Feeling mildly adventurous, i decided to make some pumpkin flavoured/coloured pasta. So in thinking what i’d like to have with it i found some nice fresh artichokes. Then decided to use the artichoke in the dish, and fill the pumpkin pasta with
spinach and ricotta (as you do).
The sauce was then made up of left over pumpkin, cream, basil, white wine, and salt and pepper.
Basically the pumpkin sauce was made by boiling the pumpkin in salted water (although you could also roast it for a more intense flavour) until its pretty soft. Then pureed in a blender til it’s a thick gloopy consistency.
I then folded that pumpkin puree into the pasta to give it a pumpkiny flavour and colour, and used what was left in the sauce.
So that was simply adding the puree, cream, white wine, salt, pepper to a hot pan with a little butter. I’m not good with measurements because I generally cook by sight and taste… but say 100 ml of cream and 50ml of white wine.
Just reduce it down til the alcohol isn’t so strong from the wine, and til you get the consistency you’re after.
When it’s basically done you throw a little chopped parsley (flat leaf) or basil in, and then toss through the ravioli.
Stuffed and folded the ravioli, cooked them quickly… boiled the artichokes, then combined it all together. I was suprised it turned out pretty nice.

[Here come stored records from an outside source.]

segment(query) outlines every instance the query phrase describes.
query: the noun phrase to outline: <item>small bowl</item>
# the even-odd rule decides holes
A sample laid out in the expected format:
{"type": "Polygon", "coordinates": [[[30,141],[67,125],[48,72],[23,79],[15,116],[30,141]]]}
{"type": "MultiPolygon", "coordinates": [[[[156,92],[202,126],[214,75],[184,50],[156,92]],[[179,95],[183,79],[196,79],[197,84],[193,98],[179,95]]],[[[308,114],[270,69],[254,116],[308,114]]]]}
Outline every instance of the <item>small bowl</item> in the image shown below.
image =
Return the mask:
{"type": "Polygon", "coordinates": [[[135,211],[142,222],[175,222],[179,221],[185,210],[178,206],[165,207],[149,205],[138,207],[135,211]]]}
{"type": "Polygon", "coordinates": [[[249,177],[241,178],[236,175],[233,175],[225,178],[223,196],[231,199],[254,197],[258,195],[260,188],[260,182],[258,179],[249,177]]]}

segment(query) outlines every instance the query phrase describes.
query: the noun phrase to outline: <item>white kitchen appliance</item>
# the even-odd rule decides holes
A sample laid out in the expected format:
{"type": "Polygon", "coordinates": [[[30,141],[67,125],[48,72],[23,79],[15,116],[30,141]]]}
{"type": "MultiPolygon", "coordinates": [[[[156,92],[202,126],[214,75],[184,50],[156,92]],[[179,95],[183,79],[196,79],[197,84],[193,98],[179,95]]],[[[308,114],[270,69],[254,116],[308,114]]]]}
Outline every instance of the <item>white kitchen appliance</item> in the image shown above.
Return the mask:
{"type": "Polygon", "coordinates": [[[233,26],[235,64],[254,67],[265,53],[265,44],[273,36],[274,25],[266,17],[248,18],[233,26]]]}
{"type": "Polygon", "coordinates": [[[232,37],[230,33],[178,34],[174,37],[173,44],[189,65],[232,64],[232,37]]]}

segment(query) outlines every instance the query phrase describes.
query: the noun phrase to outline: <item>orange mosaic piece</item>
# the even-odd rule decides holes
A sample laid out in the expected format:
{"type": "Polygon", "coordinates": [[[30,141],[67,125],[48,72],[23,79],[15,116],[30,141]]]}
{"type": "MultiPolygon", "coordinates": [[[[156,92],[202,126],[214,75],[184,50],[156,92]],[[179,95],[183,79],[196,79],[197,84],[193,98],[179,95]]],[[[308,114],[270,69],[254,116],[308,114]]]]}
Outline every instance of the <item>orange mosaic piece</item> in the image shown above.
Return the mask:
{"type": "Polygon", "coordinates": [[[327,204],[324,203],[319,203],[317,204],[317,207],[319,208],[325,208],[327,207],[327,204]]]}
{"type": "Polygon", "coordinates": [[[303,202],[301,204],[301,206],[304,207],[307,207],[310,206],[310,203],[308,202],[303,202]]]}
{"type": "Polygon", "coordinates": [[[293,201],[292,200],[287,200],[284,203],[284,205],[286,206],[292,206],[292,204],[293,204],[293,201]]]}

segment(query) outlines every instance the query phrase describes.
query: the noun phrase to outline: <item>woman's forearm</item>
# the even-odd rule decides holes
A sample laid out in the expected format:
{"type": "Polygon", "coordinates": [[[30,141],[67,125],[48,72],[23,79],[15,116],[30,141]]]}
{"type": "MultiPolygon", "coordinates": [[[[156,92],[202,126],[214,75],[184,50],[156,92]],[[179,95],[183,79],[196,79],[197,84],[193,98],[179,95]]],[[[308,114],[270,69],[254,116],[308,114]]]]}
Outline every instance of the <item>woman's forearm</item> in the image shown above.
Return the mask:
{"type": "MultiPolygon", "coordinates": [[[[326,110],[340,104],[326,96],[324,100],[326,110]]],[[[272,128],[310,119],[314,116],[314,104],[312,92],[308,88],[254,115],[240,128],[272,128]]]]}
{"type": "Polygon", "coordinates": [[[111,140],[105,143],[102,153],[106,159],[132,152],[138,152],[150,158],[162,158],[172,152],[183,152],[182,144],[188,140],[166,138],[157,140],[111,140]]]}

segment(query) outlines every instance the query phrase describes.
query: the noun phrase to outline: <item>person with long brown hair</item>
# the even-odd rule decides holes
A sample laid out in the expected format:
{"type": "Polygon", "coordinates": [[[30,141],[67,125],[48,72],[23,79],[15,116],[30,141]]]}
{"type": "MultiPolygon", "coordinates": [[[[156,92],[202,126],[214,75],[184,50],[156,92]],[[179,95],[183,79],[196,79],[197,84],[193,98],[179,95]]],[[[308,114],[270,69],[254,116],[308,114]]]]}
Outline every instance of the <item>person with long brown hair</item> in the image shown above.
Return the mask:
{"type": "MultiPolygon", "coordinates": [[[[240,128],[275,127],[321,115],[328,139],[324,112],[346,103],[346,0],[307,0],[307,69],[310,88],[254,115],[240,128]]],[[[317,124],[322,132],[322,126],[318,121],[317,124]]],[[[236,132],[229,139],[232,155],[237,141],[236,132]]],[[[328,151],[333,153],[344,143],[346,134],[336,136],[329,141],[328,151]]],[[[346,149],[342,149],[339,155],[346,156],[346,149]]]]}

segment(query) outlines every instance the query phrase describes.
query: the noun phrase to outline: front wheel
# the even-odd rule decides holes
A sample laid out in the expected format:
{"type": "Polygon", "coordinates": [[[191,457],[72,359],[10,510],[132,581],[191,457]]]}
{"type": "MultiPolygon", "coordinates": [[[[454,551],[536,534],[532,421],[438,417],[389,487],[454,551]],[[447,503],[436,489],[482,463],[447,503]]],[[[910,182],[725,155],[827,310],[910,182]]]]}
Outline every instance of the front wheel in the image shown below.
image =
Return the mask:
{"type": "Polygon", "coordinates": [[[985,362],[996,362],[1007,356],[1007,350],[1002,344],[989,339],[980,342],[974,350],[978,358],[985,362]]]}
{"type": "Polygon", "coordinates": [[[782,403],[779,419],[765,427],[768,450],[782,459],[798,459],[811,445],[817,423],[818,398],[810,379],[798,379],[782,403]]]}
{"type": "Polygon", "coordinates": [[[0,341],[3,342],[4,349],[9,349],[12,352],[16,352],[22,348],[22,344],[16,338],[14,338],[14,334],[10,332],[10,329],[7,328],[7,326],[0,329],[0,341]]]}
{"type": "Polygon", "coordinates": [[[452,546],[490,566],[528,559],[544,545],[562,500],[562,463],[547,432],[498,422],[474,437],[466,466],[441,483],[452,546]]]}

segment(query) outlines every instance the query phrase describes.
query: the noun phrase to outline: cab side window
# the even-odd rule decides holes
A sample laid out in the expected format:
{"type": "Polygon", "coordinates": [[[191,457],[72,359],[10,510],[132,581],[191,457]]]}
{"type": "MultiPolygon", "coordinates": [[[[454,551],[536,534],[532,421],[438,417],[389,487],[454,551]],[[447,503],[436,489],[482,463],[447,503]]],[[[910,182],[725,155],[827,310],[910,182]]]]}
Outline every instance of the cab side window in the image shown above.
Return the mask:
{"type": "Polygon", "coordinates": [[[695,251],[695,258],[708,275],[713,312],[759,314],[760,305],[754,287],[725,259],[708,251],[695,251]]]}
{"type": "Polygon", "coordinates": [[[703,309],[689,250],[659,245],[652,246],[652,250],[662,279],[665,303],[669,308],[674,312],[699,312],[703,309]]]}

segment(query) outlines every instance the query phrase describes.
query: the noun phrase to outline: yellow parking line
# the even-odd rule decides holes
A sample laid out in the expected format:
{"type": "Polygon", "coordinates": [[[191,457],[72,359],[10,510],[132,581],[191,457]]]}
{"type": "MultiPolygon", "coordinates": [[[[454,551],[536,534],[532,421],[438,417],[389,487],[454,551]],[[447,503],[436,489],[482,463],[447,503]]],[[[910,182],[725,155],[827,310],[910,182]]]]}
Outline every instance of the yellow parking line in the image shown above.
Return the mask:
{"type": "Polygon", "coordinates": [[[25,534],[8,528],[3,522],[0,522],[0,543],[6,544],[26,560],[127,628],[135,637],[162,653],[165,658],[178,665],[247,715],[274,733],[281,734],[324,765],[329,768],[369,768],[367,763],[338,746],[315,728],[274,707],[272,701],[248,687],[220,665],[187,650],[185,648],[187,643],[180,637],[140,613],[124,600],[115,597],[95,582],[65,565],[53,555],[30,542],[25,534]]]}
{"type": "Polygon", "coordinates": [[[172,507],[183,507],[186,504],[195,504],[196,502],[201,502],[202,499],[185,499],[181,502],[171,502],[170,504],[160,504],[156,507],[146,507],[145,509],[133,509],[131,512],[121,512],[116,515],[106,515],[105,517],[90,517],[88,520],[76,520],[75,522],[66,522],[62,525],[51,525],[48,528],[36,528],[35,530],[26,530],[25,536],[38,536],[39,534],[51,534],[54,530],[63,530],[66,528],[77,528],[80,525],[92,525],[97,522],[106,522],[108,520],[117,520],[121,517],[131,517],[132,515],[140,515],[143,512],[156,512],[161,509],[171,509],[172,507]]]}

The artichokes were so tasty… must find an excuse to use them more often.
***updated with a few more details a year or so later… but hey, who’s counting :) ***
8 thoughts on “Fresh Artichoke Ravioli with Creamy Pumpkin Sauce”
Sounds nice. What would you like to contribute to Christmas day lunch? – you should help mum plan the menu.
Dunno mate… There are many options… I’ll have to talk to Mum about it. Perhaps a nice stuffing for the chicken, or a special honey glaze for the ham…
Only problem will be cooking it all in your kitchen…
what’s wrong with my kitchen huh! well at least i have some good knives and chopping boards for you to use.
Nothings wrong with your kitchen, it makes mine look like a joke. Just that with 12 people, most of whom are from our family…we’ll need an industrial kitchen to be able to cook it all.
She’ll be right mate. Why don’t you get mum to email a draft menu and then we all have something to work with and with get various people preparing different things, so it’s not all left up to one person i.e mum.
Thank you for the pumpkin sauce recipe AG! I am crazy for pumpkin, always looking for new ways to use it. I have never done a cream sauce with it though. Whee, something new! I’m going to try it this weekend.
Great stuff Alvin, thanks for letting me know. Hope yours turns out tasty too.
do you just use fresh pasta to make the ravioli?